There doesn't seem to be any CFer available who would fit that bill, however. I don't want the Mets to spend upwards of $25 Mil for Springer because he may lose some of his ability to man CF by 2023. And to sign him for 5 years when he would only be a capable CFer for 2 years would not be the most efficient way to use Uncle Steve's resources.

Tom Brennan said...

royhobbsjr, I think even two years of Springer in CF would be useful. Let's say he signs 5 yr / $125MM, even if it pays out $25 million a year, I like to look at it that hopefully, the Mets would get 2 top years, worth about $35 million each, and then the remaining 3 years would cost us about $50 million, (25,20,15). So if we need to trade him in 3 years, even if still owed $50 million, hopefully, we will have gotten $90 million of the expected $125 million value by then. I know my value logic does not align with luxury tax #'s, but there it is, for what it is worth.

If he is worth 4 more wins in 2021 than JBJ, those 4 wins could be the difference between winning the division and getting a wild card.
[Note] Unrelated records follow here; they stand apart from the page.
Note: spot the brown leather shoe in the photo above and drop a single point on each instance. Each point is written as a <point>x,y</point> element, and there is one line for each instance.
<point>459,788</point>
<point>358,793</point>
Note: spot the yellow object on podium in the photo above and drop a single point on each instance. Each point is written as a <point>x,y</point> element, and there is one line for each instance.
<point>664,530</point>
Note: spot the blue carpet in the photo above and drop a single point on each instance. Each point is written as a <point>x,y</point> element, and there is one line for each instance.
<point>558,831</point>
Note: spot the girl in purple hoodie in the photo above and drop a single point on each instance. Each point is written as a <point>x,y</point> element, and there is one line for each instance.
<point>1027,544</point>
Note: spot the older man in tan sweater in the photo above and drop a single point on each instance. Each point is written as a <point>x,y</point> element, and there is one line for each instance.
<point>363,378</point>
Big difference.

Rick Miller said...

Not a big believer in Dom’s ability.
Last year was a freak year for a lot of reasons and he had 199 ABs and was slipping even as that short season was ending. His swing is awful and long and he seems to be off balance lots of the time.
Good pitchers seem to dispatch him easily as he smiles all the way to the dugout.
And a talent evaluated on another team also worried about his future health and weather or not he would break down because he’s not a hard worker and would probably start putting weight back on.
On the other hand he seems to be a good teammate and clubhouse guy.
Everyone seems to like him. Which is nice. Time will tell.
I also think it’s a bad idea for Pete to not get his reps at 1st.
That’s how he gets better, no?
He was already much better than advertised before he arrived.
If a good trade was available (SP, CF), IMO, Dom could be a good choice to let go.
It would be hard for some. We all have our favorites.

Tom Brennan said...


Tom Brennan said...

Rick Miller, good points. I have two favorites...Pete and Dom. Despite sporadic playing time in 2019, Smith hit well. I don’t think his 2020 was a fluke. I think his career ascent tracks with that of former star Adrian Gonzalez. I hope both Pete and Dom can stay.